Hadn’t she, after all, doled out to me the so-called punishment of writing a paper on William Palmer? And now, just today, she had sentenced Gremly to skate a hundred laps round the old rink. Gremly! Who loved roller skating as Dante loved Beatrice—as Romeo loved Juliet—and as Winnie-the-Pooh loved honey!

 

In spite of whatever her grim connections to the Nide might be, the woman was at heart a softie.

 

And I couldn’t help loving her for it in a complicated way.

 

“All right,” I said, getting to my feet. “I understand.

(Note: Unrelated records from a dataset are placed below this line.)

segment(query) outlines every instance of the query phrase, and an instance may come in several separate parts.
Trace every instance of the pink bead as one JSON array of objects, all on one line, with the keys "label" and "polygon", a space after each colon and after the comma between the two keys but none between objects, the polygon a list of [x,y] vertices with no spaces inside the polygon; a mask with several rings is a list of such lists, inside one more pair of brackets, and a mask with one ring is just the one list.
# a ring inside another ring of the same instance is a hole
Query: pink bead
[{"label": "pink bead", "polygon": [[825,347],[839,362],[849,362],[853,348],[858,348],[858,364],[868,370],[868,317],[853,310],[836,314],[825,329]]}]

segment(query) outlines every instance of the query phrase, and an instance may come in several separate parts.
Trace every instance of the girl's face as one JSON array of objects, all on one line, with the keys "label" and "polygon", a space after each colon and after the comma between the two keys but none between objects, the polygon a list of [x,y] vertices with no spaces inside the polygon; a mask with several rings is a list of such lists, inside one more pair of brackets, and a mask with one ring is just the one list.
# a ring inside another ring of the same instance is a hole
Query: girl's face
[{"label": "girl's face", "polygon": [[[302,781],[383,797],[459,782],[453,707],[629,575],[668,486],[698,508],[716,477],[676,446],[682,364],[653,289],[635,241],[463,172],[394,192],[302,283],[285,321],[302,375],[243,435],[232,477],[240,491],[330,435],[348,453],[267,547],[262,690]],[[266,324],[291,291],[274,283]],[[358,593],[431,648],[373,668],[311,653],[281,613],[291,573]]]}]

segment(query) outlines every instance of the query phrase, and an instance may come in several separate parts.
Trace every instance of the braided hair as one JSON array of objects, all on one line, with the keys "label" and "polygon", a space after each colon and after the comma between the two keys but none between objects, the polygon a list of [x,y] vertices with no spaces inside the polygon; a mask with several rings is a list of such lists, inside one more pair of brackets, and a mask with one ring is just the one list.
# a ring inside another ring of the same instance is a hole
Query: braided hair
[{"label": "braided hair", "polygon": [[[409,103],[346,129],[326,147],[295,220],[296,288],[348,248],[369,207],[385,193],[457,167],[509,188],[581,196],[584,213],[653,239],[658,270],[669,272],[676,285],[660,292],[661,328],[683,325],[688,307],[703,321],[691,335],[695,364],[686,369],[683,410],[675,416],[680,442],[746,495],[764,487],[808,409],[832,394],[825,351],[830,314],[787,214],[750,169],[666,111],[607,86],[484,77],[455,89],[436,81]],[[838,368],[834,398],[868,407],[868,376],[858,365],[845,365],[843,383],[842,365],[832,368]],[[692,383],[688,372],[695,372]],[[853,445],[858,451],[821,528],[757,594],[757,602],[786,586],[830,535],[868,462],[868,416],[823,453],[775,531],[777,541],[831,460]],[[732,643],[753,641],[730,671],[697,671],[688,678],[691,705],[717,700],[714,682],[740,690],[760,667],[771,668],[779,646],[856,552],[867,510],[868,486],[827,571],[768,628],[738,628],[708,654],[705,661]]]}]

I am forbidden to ask and you are forbidden to tell. Neither of us much cares for it, but that’s the way things are.”

 

With that, I got to my feet and walked out of the room, and she didn’t so much as lift a finger to stop me.

 

The interesting thing was this: Even before I reached the door, her eyes were dampening.

 

 

Back in Edith Cavell, I stood on my head in the bed, my heels against the wall. I needed to think.

 

I had wondered this before: What if this whole business were a sham, a put-up job? What if my being banished to Canada and the sudden appearance of the body in the chimney were merely part of some gigantic war game—some vast exercise in which all of us were pawns in a game staged by inconceivably remote manipulators for their own veiled purposes?

 

If so, Miss Fawlthorne might be as much at the mercy of these shadowy masters as I was, both of us in the grip of powers beyond our understanding.

 

Or—and I shuddered at the thought—was this simply the way life was?

 

Maybe God was master, Fate the hand that moved us on the playing board, and Chance the finger that flicked us bum-over-boiler into the ditch at the slightest misstep.

 

Whatever the truth, it was all too much for me, and I fell asleep standing on my head.